Are you a Extravert? n_n


----------



## Boop (Oct 4, 2012)

RaeMarieH said:


> Are you a Extravert? n_n


You think / feel so?


----------



## RaeMarieH (Feb 19, 2013)

Boop said:


> You think / feel so?


just guessing... roud:


----------



## Boop (Oct 4, 2012)

RaeMarieH said:


> just guessing... roud:


You really think / feel so?


----------



## RaeMarieH (Feb 19, 2013)

Boop said:


> You really think / feel so?


Oh lol! Feel so


----------



## FallingSlowly (Jul 1, 2013)

I smell a troll (obviously not you, RaeMarie )...


RaeMarieH said:


> Are there anymore differences between Fi and Ni?


If you're really uncertain about your type, I'd recommend the following:

a) Read up on and understand the cognitive functions. The link I posted is not an easy read, but if you immerse yourself a bit into the theory behind it, you might actually see things in a clearer light pretty quickly. It explains the differences between rational and irrational types, functions and psychological types. It will really help you more than the random stereotypes that are thrown around these forums at times.
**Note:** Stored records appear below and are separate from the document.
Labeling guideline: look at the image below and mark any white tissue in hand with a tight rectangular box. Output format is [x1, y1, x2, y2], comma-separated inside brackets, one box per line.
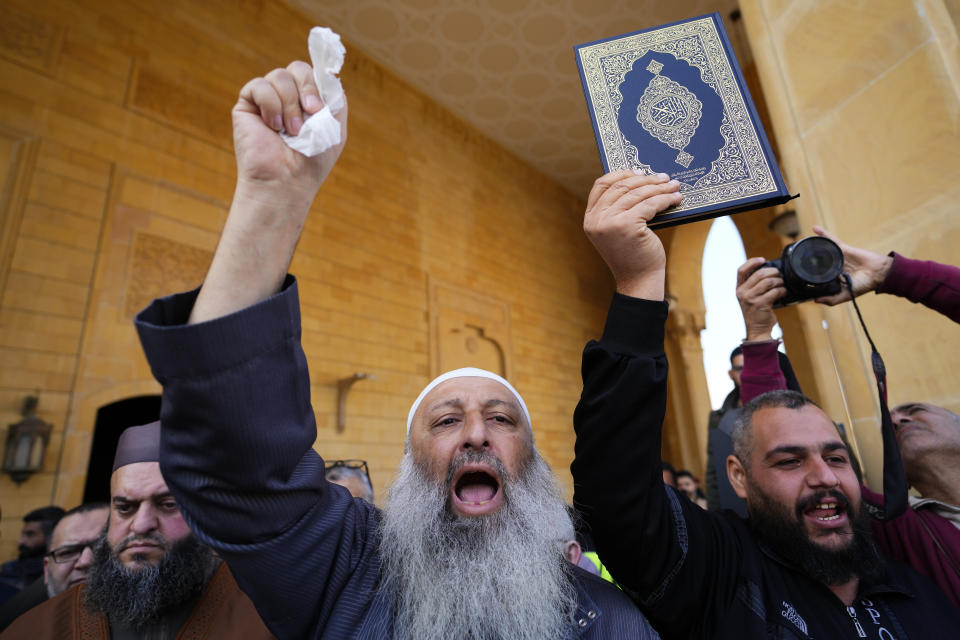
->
[280, 27, 347, 157]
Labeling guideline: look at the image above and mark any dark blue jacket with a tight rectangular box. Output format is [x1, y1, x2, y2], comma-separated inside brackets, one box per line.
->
[136, 277, 656, 640]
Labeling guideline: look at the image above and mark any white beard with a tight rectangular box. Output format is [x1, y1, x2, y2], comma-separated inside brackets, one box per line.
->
[380, 451, 577, 640]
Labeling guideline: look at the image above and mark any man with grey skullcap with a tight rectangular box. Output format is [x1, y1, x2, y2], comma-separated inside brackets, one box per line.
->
[137, 53, 656, 640]
[2, 422, 273, 640]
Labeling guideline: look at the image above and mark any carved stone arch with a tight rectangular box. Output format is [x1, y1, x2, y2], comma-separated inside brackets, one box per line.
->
[659, 220, 713, 475]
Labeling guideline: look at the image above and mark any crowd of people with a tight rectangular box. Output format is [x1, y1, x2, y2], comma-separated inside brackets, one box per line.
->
[2, 57, 960, 640]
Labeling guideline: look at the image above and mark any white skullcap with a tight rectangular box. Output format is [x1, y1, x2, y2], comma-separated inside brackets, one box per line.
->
[407, 367, 533, 435]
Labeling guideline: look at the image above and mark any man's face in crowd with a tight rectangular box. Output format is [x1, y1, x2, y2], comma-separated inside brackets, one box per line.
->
[410, 377, 533, 517]
[677, 476, 697, 498]
[107, 462, 190, 568]
[727, 353, 743, 387]
[380, 377, 576, 640]
[85, 462, 214, 629]
[43, 508, 109, 598]
[744, 405, 860, 550]
[890, 402, 960, 467]
[728, 405, 882, 585]
[17, 522, 47, 558]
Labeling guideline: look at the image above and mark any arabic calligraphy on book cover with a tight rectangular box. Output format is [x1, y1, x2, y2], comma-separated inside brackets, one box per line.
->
[577, 16, 780, 212]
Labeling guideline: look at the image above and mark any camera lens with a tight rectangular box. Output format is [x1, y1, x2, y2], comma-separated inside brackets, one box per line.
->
[789, 236, 843, 284]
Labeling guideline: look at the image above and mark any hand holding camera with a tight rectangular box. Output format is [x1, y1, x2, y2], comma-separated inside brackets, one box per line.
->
[737, 258, 787, 342]
[813, 226, 893, 306]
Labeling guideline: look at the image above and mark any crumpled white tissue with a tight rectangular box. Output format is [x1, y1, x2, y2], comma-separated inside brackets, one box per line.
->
[280, 27, 347, 157]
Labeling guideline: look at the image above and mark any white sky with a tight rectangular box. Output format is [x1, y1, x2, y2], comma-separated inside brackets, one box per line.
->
[700, 216, 781, 409]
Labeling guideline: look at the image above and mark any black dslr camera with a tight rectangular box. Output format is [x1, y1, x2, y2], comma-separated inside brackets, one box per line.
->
[757, 236, 843, 309]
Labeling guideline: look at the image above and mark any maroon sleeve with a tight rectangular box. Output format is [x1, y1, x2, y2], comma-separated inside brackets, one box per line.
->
[876, 253, 960, 320]
[740, 340, 787, 404]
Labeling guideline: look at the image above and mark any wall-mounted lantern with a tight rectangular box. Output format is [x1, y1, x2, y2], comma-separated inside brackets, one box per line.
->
[3, 396, 53, 484]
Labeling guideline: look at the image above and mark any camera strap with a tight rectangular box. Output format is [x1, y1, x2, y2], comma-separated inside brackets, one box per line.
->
[840, 271, 907, 522]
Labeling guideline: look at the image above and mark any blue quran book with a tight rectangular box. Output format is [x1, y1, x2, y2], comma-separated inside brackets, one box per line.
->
[574, 13, 791, 228]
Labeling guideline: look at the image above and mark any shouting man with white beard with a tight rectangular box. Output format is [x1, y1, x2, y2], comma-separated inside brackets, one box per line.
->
[137, 62, 656, 640]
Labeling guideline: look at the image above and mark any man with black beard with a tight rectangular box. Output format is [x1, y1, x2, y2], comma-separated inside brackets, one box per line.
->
[0, 506, 63, 603]
[131, 57, 656, 640]
[0, 422, 273, 640]
[571, 171, 960, 640]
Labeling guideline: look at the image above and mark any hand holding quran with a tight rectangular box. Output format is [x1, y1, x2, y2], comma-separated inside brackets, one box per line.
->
[583, 170, 681, 300]
[575, 14, 791, 227]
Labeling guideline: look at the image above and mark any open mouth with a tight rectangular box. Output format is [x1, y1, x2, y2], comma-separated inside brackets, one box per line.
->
[452, 465, 501, 515]
[806, 502, 845, 522]
[802, 494, 850, 530]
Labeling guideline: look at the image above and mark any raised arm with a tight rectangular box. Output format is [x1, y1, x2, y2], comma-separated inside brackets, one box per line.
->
[136, 62, 379, 638]
[190, 62, 347, 323]
[571, 172, 737, 637]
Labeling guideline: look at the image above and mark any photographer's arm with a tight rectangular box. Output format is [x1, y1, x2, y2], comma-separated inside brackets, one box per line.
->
[737, 258, 787, 404]
[813, 227, 960, 322]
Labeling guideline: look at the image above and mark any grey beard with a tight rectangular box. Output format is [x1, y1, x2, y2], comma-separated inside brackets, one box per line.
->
[380, 451, 577, 640]
[85, 533, 216, 629]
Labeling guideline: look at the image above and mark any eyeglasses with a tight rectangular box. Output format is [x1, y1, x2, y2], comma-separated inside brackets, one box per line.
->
[323, 460, 370, 478]
[47, 538, 97, 564]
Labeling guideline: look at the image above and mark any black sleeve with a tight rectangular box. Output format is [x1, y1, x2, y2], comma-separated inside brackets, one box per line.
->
[571, 295, 741, 638]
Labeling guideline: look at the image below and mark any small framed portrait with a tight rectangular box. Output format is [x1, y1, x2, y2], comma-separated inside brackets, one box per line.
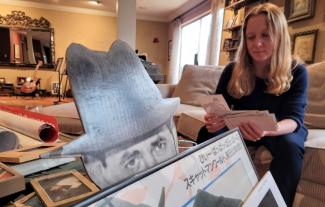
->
[13, 192, 43, 207]
[223, 38, 232, 50]
[0, 162, 25, 198]
[284, 0, 316, 23]
[17, 77, 26, 86]
[31, 170, 99, 206]
[293, 30, 318, 63]
[224, 16, 236, 29]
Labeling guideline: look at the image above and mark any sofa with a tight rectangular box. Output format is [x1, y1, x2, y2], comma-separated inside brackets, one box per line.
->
[157, 61, 325, 207]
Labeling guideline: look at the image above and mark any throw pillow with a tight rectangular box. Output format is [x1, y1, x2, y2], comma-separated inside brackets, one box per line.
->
[305, 61, 325, 128]
[172, 65, 222, 106]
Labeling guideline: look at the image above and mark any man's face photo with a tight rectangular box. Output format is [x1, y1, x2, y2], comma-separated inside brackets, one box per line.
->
[88, 121, 176, 188]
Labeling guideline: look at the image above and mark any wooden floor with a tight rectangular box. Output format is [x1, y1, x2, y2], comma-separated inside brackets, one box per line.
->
[0, 96, 73, 109]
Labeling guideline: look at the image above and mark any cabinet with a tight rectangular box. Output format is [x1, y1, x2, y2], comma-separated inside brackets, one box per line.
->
[219, 0, 265, 65]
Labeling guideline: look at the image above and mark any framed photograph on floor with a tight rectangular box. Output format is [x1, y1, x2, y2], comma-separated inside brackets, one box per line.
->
[284, 0, 316, 23]
[76, 129, 258, 207]
[0, 162, 25, 198]
[242, 171, 286, 207]
[31, 170, 99, 206]
[13, 192, 43, 207]
[293, 29, 318, 63]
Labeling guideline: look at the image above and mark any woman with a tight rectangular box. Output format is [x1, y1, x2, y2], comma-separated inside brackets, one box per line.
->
[198, 3, 307, 206]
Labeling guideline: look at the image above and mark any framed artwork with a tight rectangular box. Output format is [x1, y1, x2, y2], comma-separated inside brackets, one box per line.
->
[17, 77, 26, 86]
[31, 170, 99, 206]
[242, 171, 286, 207]
[223, 38, 232, 50]
[0, 142, 65, 163]
[293, 29, 318, 63]
[77, 129, 258, 207]
[13, 192, 43, 207]
[0, 162, 25, 198]
[284, 0, 316, 23]
[225, 16, 236, 29]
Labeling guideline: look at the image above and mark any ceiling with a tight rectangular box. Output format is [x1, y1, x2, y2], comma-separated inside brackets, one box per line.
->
[5, 0, 204, 22]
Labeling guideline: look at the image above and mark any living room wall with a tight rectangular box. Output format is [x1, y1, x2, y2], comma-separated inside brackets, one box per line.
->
[0, 4, 168, 91]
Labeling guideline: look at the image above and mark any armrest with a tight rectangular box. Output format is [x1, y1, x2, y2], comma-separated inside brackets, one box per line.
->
[156, 84, 176, 98]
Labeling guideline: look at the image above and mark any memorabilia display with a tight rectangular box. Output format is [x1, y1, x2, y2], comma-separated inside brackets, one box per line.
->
[242, 171, 286, 207]
[0, 142, 66, 163]
[0, 162, 25, 198]
[31, 170, 99, 206]
[77, 130, 258, 207]
[0, 105, 59, 142]
[42, 40, 179, 189]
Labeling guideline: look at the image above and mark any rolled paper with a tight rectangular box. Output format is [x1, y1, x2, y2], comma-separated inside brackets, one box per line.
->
[0, 128, 19, 152]
[0, 105, 59, 142]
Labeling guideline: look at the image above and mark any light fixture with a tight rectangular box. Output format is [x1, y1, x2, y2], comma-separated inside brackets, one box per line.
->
[89, 0, 102, 6]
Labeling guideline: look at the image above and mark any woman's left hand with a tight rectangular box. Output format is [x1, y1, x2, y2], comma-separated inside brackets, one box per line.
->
[239, 122, 267, 142]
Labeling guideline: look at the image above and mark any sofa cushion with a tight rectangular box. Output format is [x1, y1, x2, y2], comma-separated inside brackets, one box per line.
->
[305, 61, 325, 128]
[172, 65, 222, 106]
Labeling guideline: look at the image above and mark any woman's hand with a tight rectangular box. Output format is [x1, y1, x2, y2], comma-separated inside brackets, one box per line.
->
[239, 122, 268, 142]
[204, 113, 226, 133]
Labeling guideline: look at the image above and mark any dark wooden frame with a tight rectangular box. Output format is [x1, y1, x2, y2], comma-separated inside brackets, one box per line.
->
[292, 29, 318, 63]
[31, 170, 99, 206]
[285, 0, 316, 23]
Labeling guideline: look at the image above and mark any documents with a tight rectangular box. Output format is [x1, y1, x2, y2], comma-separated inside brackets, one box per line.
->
[202, 95, 277, 131]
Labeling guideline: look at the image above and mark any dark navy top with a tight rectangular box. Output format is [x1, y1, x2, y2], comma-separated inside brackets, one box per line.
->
[216, 63, 308, 139]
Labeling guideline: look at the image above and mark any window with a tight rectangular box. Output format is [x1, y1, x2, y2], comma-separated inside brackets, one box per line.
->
[180, 14, 211, 68]
[179, 9, 224, 68]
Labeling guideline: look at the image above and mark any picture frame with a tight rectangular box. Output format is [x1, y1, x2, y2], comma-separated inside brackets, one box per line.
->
[242, 171, 286, 207]
[76, 129, 258, 207]
[292, 29, 318, 63]
[284, 0, 316, 23]
[0, 162, 25, 198]
[13, 192, 43, 207]
[0, 142, 65, 163]
[17, 77, 27, 86]
[31, 170, 99, 206]
[224, 16, 236, 30]
[223, 38, 232, 50]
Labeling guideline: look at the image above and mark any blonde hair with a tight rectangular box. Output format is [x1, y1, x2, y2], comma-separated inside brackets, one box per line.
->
[227, 3, 292, 98]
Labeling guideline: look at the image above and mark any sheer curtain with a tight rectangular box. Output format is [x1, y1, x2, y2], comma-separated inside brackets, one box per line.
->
[167, 18, 181, 84]
[206, 0, 224, 65]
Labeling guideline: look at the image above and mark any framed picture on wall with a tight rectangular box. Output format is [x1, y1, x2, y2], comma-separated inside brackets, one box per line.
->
[293, 29, 318, 63]
[284, 0, 316, 23]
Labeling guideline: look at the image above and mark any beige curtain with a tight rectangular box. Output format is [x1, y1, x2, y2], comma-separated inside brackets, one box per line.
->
[206, 0, 225, 65]
[166, 18, 181, 84]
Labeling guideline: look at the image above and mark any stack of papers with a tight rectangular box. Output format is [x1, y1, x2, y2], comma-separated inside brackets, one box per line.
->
[202, 95, 277, 131]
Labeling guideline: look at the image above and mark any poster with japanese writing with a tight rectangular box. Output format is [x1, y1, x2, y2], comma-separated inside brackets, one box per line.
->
[79, 129, 258, 207]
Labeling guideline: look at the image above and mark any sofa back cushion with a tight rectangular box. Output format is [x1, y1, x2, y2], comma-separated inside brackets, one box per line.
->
[172, 65, 222, 106]
[305, 61, 325, 128]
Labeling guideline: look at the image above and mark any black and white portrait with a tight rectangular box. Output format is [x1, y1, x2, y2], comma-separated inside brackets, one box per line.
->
[44, 40, 179, 189]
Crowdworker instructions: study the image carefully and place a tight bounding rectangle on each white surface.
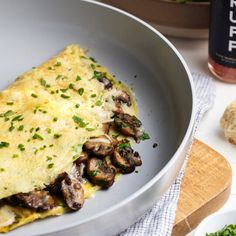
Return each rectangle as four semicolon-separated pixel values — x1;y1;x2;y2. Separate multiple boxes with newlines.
194;210;236;236
169;38;236;236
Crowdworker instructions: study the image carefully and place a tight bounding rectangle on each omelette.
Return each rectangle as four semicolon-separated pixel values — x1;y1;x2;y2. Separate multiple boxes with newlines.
0;45;149;232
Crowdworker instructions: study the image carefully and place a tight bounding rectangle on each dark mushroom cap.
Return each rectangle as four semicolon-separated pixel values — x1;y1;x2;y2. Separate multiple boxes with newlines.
86;157;115;188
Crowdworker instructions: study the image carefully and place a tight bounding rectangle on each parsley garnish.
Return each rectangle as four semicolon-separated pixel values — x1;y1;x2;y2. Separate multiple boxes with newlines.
18;125;24;131
53;134;61;139
54;61;61;66
93;70;103;80
76;75;81;81
72;116;87;128
95;100;102;106
48;163;54;169
61;94;70;99
31;93;38;98
0;141;10;149
32;133;43;140
17;144;25;151
78;88;84;96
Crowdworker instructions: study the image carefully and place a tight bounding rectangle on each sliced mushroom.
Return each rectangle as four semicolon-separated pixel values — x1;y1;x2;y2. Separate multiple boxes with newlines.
83;135;114;157
11;190;55;211
113;91;131;107
114;113;142;141
102;122;111;134
61;175;84;211
98;75;113;89
112;142;142;174
70;162;86;183
133;152;142;166
46;172;67;195
75;152;89;165
86;157;116;188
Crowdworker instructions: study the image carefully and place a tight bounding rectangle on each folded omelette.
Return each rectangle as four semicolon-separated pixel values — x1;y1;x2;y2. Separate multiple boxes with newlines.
0;45;149;232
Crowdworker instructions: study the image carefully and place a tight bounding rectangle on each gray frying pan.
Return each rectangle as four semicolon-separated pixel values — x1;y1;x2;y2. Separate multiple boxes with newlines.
0;0;194;236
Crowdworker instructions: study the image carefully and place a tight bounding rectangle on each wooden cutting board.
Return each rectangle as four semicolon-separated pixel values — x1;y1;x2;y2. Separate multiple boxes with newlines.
172;140;232;236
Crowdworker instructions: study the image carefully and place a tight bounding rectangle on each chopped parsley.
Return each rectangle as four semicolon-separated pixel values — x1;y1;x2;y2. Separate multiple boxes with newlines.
53;134;61;139
60;88;68;93
95;100;102;106
56;75;62;80
39;79;47;87
17;144;25;151
54;61;61;66
68;84;75;89
32;133;43;140
93;70;103;80
48;163;54;169
39;78;51;88
91;64;96;70
86;128;96;132
139;132;150;140
11;115;24;122
72;116;87;128
89;57;97;63
76;75;81;81
8;123;15;132
47;156;52;161
17;125;24;131
31;93;38;98
0;141;10;149
78;88;84;96
46;128;52;134
61;94;70;99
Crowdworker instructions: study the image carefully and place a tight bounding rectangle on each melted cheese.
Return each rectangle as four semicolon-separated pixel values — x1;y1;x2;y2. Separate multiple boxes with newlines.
0;45;137;232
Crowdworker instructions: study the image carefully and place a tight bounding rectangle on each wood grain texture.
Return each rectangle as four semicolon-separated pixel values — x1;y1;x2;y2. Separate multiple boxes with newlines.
172;140;232;236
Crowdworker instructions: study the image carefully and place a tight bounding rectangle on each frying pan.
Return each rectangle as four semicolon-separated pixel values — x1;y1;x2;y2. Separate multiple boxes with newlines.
0;0;194;236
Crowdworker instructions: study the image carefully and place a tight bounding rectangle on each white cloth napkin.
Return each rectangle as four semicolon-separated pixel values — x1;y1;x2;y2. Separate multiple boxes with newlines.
120;73;215;236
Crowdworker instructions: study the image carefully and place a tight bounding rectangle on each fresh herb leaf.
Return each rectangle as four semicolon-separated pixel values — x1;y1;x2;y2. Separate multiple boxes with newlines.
95;100;102;106
18;125;24;131
53;134;61;139
76;75;81;81
17;144;25;151
93;70;103;80
0;141;10;149
61;94;70;99
32;133;43;140
48;163;54;169
31;93;38;98
72;116;87;128
39;79;47;87
78;88;84;96
54;61;61;66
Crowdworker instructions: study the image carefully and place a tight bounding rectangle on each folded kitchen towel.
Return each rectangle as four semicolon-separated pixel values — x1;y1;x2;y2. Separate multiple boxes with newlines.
120;73;214;236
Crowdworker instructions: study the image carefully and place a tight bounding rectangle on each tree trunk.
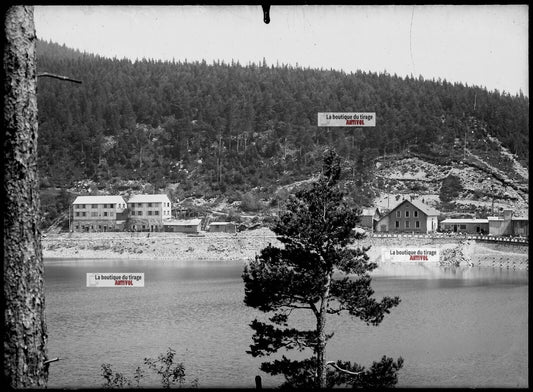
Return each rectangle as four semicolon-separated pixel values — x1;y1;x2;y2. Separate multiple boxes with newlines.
316;274;331;388
3;6;48;388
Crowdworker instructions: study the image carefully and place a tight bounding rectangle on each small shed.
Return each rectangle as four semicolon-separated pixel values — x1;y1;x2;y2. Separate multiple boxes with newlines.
358;208;381;232
163;219;202;234
440;218;489;234
209;222;237;233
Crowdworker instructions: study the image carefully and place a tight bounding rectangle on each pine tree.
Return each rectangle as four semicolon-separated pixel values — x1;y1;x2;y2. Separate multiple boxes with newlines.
242;150;403;388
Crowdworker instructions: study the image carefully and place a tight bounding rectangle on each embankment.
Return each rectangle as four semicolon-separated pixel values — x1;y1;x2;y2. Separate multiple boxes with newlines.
42;228;529;269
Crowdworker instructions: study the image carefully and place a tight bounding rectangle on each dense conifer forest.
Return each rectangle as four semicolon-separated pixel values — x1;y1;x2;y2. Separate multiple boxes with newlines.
37;41;529;205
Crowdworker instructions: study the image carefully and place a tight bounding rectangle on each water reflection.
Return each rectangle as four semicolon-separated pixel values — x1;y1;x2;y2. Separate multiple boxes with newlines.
45;260;528;388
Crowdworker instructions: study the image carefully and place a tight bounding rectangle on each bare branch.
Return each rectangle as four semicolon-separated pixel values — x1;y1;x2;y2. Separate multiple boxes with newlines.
326;361;364;376
37;72;81;84
44;357;65;365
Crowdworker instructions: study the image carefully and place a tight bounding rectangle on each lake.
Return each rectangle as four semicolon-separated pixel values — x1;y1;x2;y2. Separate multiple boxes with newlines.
45;259;529;388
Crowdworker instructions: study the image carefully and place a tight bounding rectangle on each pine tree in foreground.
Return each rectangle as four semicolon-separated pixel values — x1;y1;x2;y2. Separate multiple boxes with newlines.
242;150;403;388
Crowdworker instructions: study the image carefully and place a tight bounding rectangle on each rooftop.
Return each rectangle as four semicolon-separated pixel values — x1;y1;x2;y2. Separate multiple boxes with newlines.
163;219;202;226
441;218;489;223
128;194;170;203
389;199;440;216
72;196;126;204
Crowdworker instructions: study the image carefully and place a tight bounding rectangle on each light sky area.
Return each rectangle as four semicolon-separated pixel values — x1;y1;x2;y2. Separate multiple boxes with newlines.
34;5;529;96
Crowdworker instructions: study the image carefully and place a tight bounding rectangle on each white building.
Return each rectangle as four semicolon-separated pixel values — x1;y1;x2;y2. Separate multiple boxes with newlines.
72;196;126;232
128;194;172;231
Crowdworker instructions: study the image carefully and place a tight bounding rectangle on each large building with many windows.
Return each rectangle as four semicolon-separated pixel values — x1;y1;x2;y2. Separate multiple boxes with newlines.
376;200;439;234
71;196;126;232
128;194;172;231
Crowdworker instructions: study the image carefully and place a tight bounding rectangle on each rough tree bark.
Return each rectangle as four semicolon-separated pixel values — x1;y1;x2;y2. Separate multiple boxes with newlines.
2;6;48;388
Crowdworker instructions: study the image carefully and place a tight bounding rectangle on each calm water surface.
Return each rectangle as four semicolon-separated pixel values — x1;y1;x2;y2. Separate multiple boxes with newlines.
45;260;528;388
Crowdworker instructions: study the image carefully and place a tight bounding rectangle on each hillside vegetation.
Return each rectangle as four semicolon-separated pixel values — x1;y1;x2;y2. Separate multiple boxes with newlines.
37;41;529;227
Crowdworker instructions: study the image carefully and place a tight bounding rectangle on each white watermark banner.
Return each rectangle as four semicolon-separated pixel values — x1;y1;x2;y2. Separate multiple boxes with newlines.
381;247;440;263
318;112;376;127
87;272;144;287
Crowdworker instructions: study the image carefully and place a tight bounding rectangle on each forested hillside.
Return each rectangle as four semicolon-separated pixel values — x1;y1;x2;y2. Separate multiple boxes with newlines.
37;41;529;224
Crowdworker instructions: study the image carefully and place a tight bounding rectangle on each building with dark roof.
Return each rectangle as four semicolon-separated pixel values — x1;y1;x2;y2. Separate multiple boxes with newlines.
376;200;440;234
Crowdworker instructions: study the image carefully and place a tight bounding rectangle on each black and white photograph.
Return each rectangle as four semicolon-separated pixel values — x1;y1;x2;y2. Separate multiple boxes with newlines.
2;3;529;390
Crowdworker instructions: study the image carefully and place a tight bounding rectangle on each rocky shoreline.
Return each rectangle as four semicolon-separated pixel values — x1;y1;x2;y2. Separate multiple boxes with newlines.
42;228;529;270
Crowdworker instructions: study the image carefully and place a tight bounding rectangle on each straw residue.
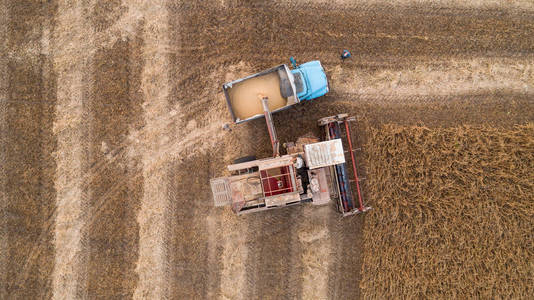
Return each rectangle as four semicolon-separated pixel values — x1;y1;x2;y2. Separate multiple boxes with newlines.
361;124;534;299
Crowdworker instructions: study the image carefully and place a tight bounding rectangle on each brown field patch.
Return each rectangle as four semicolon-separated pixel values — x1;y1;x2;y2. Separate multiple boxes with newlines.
361;123;534;299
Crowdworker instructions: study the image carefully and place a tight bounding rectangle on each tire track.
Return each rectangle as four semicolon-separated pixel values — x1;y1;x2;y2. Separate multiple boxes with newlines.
134;0;174;299
168;154;220;299
0;1;10;299
242;206;303;299
84;24;143;298
4;1;56;298
52;2;92;299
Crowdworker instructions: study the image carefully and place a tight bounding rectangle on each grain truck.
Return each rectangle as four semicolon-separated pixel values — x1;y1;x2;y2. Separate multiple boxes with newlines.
223;57;328;124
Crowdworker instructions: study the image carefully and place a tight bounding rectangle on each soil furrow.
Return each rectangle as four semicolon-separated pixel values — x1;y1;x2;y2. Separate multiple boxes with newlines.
52;2;92;299
84;31;143;298
3;1;56;298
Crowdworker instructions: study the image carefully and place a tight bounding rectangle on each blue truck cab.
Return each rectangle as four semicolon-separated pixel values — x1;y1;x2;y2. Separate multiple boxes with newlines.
290;57;328;100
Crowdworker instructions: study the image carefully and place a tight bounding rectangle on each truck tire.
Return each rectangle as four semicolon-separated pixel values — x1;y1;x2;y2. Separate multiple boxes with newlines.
234;155;256;164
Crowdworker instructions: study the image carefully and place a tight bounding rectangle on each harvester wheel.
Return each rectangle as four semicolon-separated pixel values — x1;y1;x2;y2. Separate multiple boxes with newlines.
234;155;256;164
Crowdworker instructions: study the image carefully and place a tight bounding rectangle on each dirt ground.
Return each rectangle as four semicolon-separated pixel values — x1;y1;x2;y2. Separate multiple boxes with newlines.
0;0;534;299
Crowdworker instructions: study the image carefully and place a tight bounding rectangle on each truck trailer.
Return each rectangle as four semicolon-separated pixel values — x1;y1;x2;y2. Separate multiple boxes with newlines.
223;57;328;124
b) Fill in the questionnaire. Just be warned that not all answers you'll get will come from people who really understand MBTI or cognitive functions in detail, but it's a start, because it makes your perceiving and judging patterns more obvious: http://personalitycafe.com/whats-my-personality-type/145423-questionnaire-2-0-a.html

c) Take a cognitive functions tests, like Dario Nardi's keys2cognition: Keys 2 Cognition - Cognitive Processes
Again a word of warning: It's not foolproof, and you might pick answers you _wish_ were true. Also, his Fi/Fe dimension questions aren't great IMHO, because a lot of people with introversion traits will pick Fi based answers without being Fi at all, and the same applies to people with high self awareness.
However, you can, IMO, use this test to find out about your weak functions, and this can actually be quite helpful. You could post your results here if you want to...


----------



## RaeMarieH (Feb 19, 2013)

Boop said:


> You really think / feel so?


You asked if I was bookish, I said not at all


----------



## RaeMarieH (Feb 19, 2013)

FallingSlowly said:


> I smell a troll (obviously not you, RaeMarie )...
> 
> If you're really uncertain about your type, I'd recommend the following:
> 
> ...


I usually just look at INFJ INJ and INFP child on here and IFP on personality page, I relate more to the INFP child, does this also count?


----------



## finesthour (Jun 12, 2014)

My knee jerk response is that INFJs value abstraction and abstract ideas more than INFPs, meanwhile in the Batcave the INFP is using an abstraction to EXPLAIN something of personal signifigance.


----------